Saturday, September 17, 2016

In short: The Dead Room (2015)

After paranormal phenomena have driven a family to panicked flight from their house situated in some so rural it looks like wilderness to this German part of New Zealand, three paranormal investigators are sent there to find out what’s what. On first look sceptical – though not so sceptical that it borders on insanity as many a horror film seems to like a sceptic - scientist Scott (Jeffrey Thomas), less sceptical scientist Liam (Jed Brophy) and young medium Holly (Laura Petersen) don’t find too much, but quickly there’s a lot of bumping going on ever night around every 3am. Holly also sees a very tall and very threatening man producing these effects.

To make things even more curious, there is one room inside the house that seems ghost-proof, immune against the tall presence and whatever it brings.

There’s quite a bit to like about Jason Stutter’s ghost house movie The Dead Room. Obviously, originality is not very big among these things, but the film does use some interesting variations on standard haunted house narrative devices. The house this takes place in, for example, is much smaller than is typical in the genre, clearly not too old either, going against many a gothic surface trope while still having the same kinds of hauntings you’d expect going on. Horrors, it turns out, are not exclusively a thing of the most distant past.

The presentation of the haunting is interesting too. The audience, as do Liam and Scott, only ever get to see things moving, hear knocks, feel the house shaking, while only Holly ever is able see the tall man. Stutter’s clearly following the old adage that the things you can’t see are much more frightening than those you can, and it works out well for the most part, giving what is on paper a series of very conventional and tired scares some life. It’s also something I haven’t seen a film use quite the way The Dead Room does in a very long time.

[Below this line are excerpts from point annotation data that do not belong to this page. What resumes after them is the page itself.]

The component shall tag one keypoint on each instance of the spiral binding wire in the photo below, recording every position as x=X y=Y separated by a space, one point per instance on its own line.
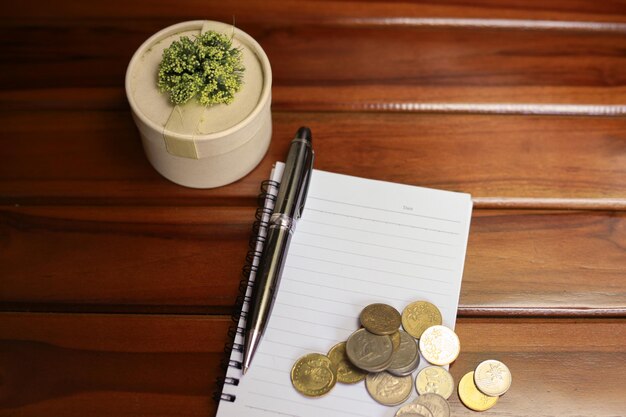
x=261 y=222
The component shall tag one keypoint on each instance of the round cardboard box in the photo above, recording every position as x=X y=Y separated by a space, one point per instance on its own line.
x=193 y=145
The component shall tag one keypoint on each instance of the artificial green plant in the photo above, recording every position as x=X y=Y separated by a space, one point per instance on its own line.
x=208 y=68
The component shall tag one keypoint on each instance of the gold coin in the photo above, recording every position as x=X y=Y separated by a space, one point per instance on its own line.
x=380 y=319
x=347 y=373
x=440 y=345
x=395 y=340
x=388 y=389
x=436 y=380
x=492 y=377
x=313 y=375
x=472 y=397
x=418 y=316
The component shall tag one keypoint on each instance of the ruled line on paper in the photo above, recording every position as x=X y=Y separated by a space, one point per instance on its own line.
x=356 y=229
x=382 y=221
x=384 y=210
x=363 y=280
x=375 y=245
x=316 y=323
x=307 y=295
x=274 y=355
x=291 y=332
x=344 y=290
x=281 y=344
x=371 y=257
x=366 y=268
x=320 y=298
x=316 y=310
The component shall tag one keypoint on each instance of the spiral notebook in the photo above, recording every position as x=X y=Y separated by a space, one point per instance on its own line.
x=358 y=242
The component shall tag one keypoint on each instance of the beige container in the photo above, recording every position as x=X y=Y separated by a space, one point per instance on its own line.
x=192 y=145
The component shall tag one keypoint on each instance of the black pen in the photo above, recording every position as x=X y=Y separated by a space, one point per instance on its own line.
x=287 y=210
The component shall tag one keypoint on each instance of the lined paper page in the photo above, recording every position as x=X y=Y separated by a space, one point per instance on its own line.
x=359 y=242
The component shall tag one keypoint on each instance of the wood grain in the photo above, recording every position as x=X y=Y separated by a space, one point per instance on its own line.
x=104 y=365
x=310 y=10
x=101 y=160
x=342 y=60
x=188 y=259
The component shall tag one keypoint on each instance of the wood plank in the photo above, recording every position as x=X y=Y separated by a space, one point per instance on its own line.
x=541 y=158
x=342 y=60
x=302 y=11
x=601 y=101
x=75 y=365
x=188 y=259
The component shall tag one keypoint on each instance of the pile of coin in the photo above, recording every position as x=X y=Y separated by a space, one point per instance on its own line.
x=386 y=356
x=480 y=389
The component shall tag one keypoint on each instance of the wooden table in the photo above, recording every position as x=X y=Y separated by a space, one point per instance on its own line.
x=116 y=285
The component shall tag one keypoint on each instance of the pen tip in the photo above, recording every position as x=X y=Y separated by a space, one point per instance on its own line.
x=304 y=133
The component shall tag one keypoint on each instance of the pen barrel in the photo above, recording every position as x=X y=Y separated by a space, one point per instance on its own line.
x=267 y=279
x=295 y=178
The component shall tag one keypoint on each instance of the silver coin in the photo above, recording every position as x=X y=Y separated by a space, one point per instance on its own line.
x=388 y=389
x=437 y=405
x=414 y=408
x=492 y=378
x=368 y=351
x=406 y=358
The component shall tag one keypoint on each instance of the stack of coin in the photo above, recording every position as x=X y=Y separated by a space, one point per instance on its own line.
x=385 y=357
x=480 y=389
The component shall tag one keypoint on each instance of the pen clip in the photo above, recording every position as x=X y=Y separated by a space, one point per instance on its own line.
x=305 y=185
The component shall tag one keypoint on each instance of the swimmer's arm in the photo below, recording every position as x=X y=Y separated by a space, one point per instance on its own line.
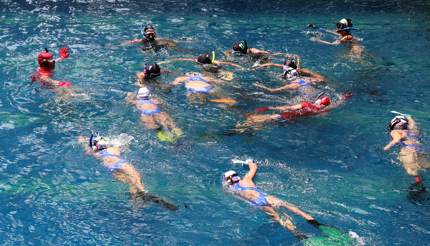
x=336 y=42
x=130 y=98
x=227 y=53
x=251 y=173
x=279 y=89
x=269 y=65
x=332 y=32
x=395 y=139
x=179 y=80
x=229 y=63
x=412 y=124
x=255 y=51
x=83 y=141
x=134 y=41
x=287 y=107
x=309 y=73
x=178 y=59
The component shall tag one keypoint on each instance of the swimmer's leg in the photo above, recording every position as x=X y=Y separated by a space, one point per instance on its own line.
x=200 y=98
x=285 y=221
x=149 y=197
x=278 y=203
x=128 y=174
x=149 y=122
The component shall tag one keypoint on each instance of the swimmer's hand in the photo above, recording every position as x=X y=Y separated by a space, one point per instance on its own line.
x=246 y=162
x=402 y=114
x=259 y=85
x=82 y=139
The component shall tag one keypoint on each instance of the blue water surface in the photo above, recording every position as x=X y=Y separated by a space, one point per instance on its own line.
x=332 y=166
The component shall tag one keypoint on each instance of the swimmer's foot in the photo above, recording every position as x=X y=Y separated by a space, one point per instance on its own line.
x=286 y=222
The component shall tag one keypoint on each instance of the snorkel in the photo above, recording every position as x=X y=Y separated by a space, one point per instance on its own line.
x=97 y=142
x=151 y=71
x=399 y=122
x=344 y=26
x=149 y=32
x=241 y=47
x=45 y=60
x=208 y=58
x=231 y=178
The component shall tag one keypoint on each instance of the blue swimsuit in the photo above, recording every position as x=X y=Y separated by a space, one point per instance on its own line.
x=148 y=112
x=414 y=137
x=117 y=165
x=198 y=77
x=261 y=201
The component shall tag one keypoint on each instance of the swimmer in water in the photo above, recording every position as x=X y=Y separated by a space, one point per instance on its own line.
x=150 y=42
x=287 y=112
x=405 y=133
x=241 y=48
x=344 y=36
x=299 y=79
x=122 y=170
x=45 y=72
x=247 y=190
x=210 y=65
x=150 y=113
x=199 y=87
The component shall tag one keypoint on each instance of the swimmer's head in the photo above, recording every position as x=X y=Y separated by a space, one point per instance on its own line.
x=291 y=62
x=399 y=123
x=324 y=101
x=289 y=73
x=45 y=58
x=149 y=32
x=344 y=25
x=143 y=93
x=241 y=47
x=207 y=58
x=231 y=177
x=152 y=71
x=98 y=142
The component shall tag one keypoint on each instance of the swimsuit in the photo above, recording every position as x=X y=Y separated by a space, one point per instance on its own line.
x=148 y=112
x=261 y=201
x=198 y=77
x=303 y=85
x=117 y=165
x=410 y=135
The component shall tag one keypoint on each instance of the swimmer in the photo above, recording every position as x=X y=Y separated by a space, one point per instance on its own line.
x=45 y=72
x=150 y=42
x=210 y=65
x=199 y=87
x=302 y=82
x=291 y=62
x=122 y=170
x=404 y=131
x=241 y=48
x=344 y=36
x=247 y=190
x=287 y=112
x=150 y=113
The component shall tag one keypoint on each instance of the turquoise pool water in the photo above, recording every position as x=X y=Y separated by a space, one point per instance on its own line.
x=332 y=166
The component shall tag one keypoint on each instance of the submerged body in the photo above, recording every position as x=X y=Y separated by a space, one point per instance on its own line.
x=404 y=132
x=246 y=189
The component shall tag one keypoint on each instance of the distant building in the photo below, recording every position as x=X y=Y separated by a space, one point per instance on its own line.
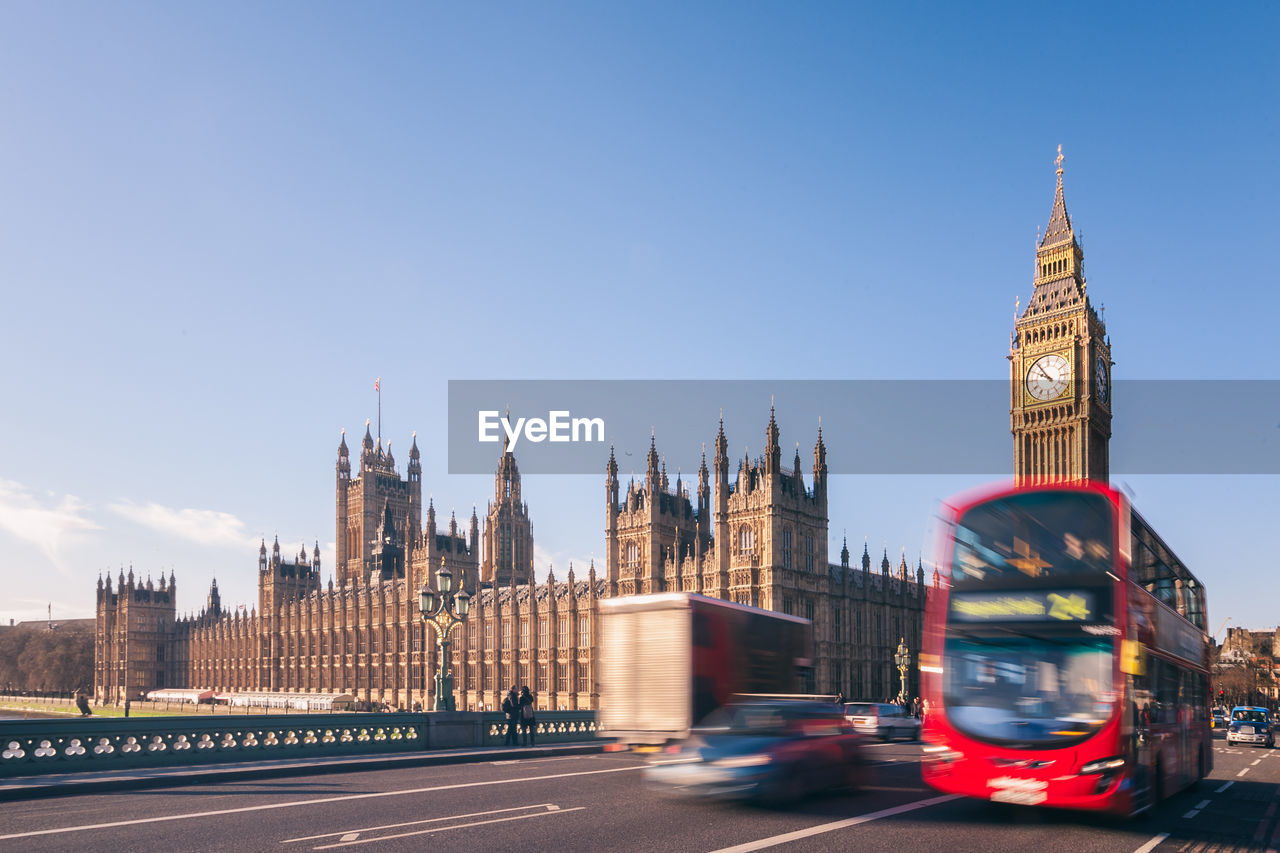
x=362 y=634
x=757 y=536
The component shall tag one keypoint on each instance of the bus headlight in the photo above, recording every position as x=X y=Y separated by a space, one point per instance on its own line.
x=941 y=752
x=1101 y=766
x=744 y=761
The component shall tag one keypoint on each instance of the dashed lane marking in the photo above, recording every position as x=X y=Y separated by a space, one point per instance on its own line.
x=353 y=834
x=1196 y=811
x=1152 y=844
x=318 y=801
x=775 y=840
x=444 y=829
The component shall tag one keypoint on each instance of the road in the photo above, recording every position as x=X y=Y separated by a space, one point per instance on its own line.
x=597 y=803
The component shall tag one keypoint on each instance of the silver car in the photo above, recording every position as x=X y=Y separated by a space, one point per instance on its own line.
x=882 y=720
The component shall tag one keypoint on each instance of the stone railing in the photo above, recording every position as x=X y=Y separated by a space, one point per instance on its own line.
x=549 y=726
x=31 y=747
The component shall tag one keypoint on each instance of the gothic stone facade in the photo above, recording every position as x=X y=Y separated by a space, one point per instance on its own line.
x=764 y=543
x=1060 y=366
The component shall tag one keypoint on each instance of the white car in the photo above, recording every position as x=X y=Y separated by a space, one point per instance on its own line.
x=882 y=720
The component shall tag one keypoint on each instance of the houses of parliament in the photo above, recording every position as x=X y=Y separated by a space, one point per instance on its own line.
x=749 y=530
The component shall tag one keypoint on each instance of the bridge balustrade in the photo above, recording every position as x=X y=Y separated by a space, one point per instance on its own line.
x=32 y=747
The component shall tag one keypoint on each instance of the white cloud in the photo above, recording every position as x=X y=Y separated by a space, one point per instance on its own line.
x=48 y=525
x=202 y=527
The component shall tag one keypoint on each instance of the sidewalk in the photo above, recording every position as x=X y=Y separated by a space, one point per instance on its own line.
x=63 y=784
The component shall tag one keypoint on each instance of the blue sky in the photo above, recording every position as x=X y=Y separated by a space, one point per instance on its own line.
x=220 y=223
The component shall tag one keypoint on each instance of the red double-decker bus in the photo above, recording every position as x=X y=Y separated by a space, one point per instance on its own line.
x=1065 y=660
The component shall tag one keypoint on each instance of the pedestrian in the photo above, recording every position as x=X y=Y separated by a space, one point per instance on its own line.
x=511 y=707
x=528 y=721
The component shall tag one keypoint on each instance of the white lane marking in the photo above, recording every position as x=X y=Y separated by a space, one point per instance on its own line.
x=311 y=802
x=429 y=820
x=773 y=840
x=444 y=829
x=1152 y=844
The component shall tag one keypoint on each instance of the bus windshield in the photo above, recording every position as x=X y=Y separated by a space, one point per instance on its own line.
x=1028 y=692
x=1045 y=534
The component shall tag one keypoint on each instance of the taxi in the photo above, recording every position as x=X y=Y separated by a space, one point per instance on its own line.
x=1251 y=724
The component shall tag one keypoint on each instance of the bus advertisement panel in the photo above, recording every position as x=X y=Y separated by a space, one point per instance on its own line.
x=1061 y=661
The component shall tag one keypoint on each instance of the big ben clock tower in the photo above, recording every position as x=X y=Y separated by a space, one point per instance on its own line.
x=1060 y=366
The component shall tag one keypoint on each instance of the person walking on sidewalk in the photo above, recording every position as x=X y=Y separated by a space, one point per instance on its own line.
x=511 y=707
x=528 y=720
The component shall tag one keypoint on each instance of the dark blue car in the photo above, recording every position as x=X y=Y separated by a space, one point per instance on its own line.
x=771 y=752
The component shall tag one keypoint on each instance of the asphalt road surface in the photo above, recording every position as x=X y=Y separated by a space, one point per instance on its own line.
x=598 y=803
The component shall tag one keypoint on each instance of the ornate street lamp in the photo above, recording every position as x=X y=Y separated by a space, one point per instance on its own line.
x=438 y=610
x=903 y=660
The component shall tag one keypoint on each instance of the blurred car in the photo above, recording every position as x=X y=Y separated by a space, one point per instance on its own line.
x=1251 y=724
x=882 y=720
x=771 y=752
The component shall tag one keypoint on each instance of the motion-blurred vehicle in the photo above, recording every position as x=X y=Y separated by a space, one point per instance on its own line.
x=671 y=658
x=882 y=720
x=1251 y=724
x=1065 y=658
x=768 y=752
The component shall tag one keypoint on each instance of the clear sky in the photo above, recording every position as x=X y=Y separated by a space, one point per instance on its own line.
x=219 y=223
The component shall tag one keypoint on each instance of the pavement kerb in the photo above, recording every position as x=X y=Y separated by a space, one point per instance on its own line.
x=63 y=784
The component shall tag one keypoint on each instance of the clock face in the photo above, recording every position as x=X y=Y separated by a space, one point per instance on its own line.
x=1048 y=377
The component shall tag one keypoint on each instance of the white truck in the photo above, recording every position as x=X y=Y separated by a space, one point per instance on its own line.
x=670 y=658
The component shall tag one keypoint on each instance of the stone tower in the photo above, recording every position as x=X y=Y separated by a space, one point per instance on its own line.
x=508 y=534
x=653 y=523
x=776 y=543
x=361 y=501
x=1060 y=366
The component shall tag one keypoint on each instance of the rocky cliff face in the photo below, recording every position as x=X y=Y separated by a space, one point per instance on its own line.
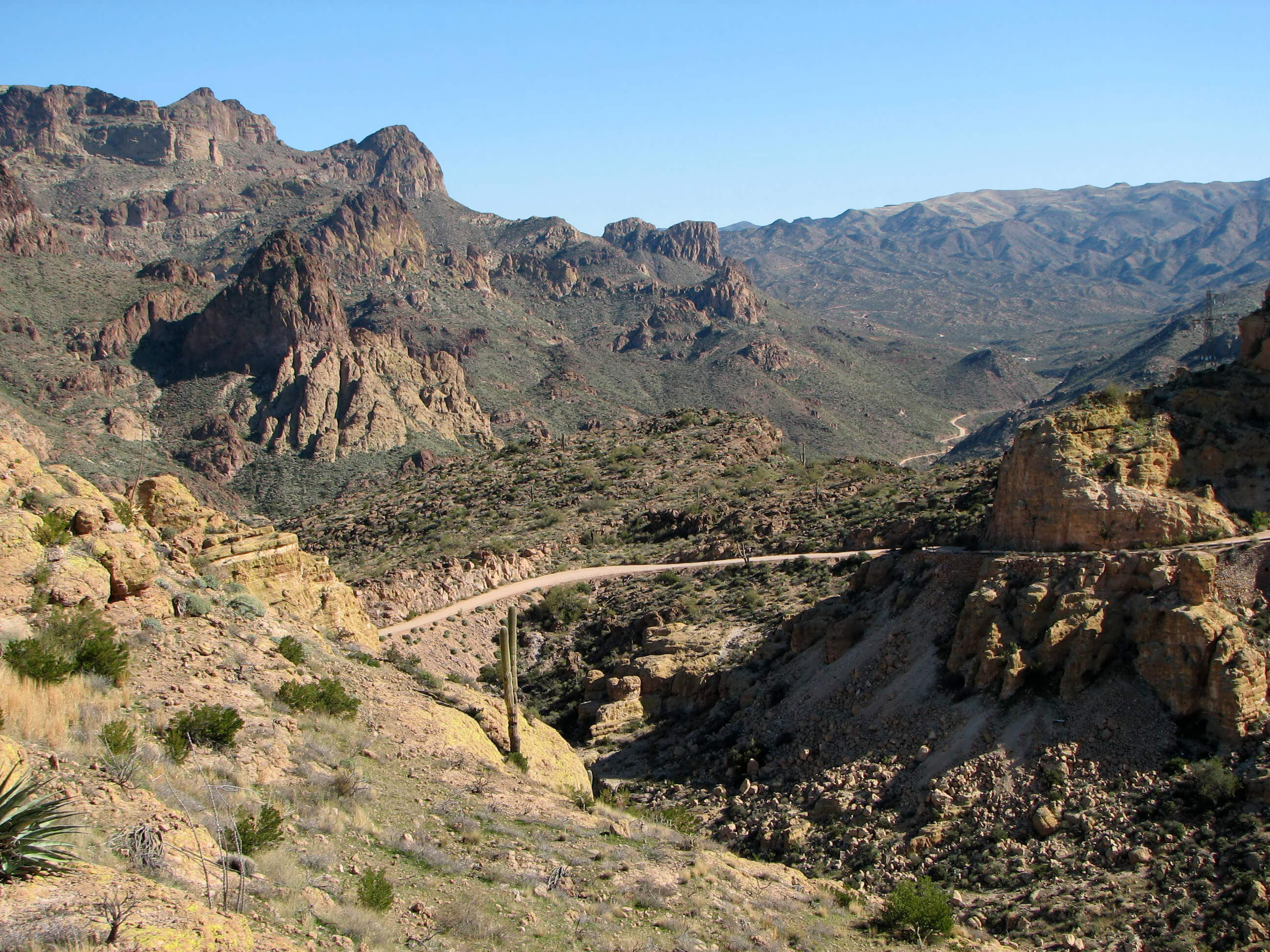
x=334 y=391
x=1098 y=476
x=1032 y=619
x=23 y=230
x=1168 y=464
x=371 y=234
x=391 y=159
x=69 y=123
x=689 y=240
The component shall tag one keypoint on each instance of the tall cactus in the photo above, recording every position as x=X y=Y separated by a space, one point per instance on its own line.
x=507 y=650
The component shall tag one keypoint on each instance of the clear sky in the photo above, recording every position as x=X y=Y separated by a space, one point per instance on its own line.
x=596 y=111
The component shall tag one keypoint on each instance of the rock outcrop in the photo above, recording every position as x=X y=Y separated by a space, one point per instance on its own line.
x=371 y=233
x=68 y=123
x=1098 y=476
x=23 y=230
x=334 y=391
x=689 y=240
x=120 y=338
x=731 y=294
x=267 y=563
x=173 y=271
x=391 y=159
x=1035 y=618
x=61 y=535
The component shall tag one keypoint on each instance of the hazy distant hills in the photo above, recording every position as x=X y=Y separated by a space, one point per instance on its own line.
x=983 y=266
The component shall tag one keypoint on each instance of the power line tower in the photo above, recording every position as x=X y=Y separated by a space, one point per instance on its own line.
x=1208 y=323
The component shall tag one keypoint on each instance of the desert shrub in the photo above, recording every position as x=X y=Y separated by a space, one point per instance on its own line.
x=119 y=738
x=125 y=512
x=374 y=890
x=328 y=696
x=35 y=832
x=517 y=760
x=470 y=922
x=247 y=606
x=1208 y=784
x=253 y=833
x=175 y=745
x=70 y=642
x=562 y=606
x=54 y=530
x=291 y=649
x=35 y=661
x=191 y=605
x=209 y=725
x=921 y=908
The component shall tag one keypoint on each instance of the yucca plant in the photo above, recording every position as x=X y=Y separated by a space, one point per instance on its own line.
x=35 y=832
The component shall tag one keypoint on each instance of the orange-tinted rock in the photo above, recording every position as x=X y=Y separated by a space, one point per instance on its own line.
x=1095 y=476
x=23 y=230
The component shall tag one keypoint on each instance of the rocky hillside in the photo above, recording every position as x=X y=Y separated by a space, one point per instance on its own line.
x=1170 y=464
x=685 y=487
x=1050 y=738
x=1084 y=256
x=244 y=760
x=385 y=318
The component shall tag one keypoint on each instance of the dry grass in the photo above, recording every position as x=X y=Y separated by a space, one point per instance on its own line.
x=470 y=922
x=364 y=926
x=56 y=714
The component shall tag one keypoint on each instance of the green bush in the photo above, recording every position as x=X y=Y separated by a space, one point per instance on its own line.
x=209 y=725
x=119 y=737
x=54 y=530
x=35 y=833
x=103 y=655
x=192 y=605
x=921 y=908
x=328 y=696
x=517 y=760
x=247 y=606
x=375 y=891
x=31 y=659
x=70 y=642
x=562 y=606
x=291 y=649
x=252 y=834
x=1208 y=785
x=175 y=745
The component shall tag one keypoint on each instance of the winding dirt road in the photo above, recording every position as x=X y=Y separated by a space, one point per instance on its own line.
x=606 y=571
x=948 y=441
x=600 y=571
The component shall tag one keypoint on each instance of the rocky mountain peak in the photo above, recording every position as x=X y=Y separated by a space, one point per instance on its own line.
x=371 y=233
x=282 y=297
x=391 y=159
x=225 y=119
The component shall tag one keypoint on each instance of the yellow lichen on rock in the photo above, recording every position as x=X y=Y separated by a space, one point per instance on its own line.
x=1097 y=476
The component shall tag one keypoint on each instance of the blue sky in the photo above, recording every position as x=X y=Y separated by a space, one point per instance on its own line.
x=722 y=111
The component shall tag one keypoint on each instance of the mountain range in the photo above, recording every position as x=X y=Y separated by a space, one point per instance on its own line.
x=185 y=286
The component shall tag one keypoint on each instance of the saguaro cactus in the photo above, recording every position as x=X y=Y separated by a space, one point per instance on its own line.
x=507 y=649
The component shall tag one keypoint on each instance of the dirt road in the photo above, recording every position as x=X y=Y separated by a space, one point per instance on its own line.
x=608 y=571
x=948 y=441
x=601 y=571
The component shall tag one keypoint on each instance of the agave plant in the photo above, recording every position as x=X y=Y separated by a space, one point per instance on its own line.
x=35 y=832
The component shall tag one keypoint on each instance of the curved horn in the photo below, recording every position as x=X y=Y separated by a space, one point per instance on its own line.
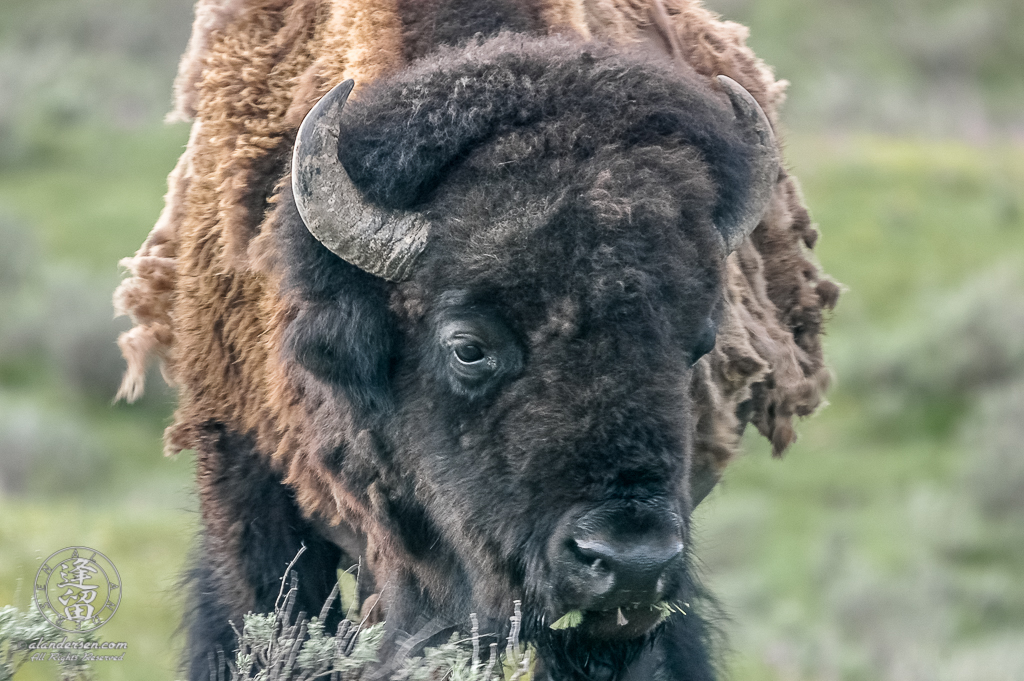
x=764 y=164
x=378 y=241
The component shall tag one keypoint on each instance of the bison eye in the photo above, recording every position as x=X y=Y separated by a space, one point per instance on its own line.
x=474 y=351
x=469 y=353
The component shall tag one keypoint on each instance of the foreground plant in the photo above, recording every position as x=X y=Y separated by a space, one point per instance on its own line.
x=23 y=634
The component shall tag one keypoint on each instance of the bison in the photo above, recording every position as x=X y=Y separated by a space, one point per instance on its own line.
x=489 y=328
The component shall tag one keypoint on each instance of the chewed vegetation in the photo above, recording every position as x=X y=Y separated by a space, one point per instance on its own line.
x=887 y=546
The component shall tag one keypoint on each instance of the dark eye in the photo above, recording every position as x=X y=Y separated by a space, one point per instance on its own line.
x=469 y=353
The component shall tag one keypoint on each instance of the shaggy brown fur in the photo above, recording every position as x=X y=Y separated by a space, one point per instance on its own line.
x=204 y=290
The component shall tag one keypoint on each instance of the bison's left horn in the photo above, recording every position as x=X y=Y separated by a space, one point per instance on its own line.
x=376 y=240
x=764 y=164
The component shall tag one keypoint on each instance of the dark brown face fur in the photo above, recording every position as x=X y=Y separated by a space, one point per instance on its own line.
x=527 y=385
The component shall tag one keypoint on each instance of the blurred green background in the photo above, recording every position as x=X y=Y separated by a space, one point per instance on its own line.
x=889 y=544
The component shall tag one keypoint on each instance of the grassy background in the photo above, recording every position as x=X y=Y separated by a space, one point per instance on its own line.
x=887 y=546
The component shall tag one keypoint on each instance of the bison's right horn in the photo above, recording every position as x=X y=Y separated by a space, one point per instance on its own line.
x=764 y=164
x=376 y=240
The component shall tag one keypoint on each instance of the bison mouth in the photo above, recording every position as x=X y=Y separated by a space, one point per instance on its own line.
x=619 y=624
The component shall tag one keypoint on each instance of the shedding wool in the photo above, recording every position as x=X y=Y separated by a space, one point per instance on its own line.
x=204 y=289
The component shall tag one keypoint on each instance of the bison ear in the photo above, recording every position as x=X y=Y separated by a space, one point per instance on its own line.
x=344 y=333
x=738 y=220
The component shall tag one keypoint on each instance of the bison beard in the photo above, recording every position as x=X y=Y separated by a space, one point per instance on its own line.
x=515 y=413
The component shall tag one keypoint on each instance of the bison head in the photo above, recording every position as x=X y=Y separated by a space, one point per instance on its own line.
x=506 y=259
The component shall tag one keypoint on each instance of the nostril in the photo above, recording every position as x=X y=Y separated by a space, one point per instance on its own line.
x=594 y=554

In general the film is appropriately moody, using the small location and the three person main cast expertly, and while there are certainly no particularly deep characters on display, they are lively and real enough to evoke a degree of empathy when they get the crap scared out of them; plus, they’re definitely not annoying, so I never felt myself wishing for anyone’s early death.

Unfortunately, the film pisses away a lot of the goodwill it has produced when its final ten minutes turn into carnival barker style horror nonsense of the worst and most well-worn type. It’s probably meant to be the kind of tonal shift that surprises and shocks the viewer with its audacity, but in practice, the whole thing feels as tacked on as it is tacky, as if the film’s proper ending had been replaced with footage from a different, and pretty damn bad, film.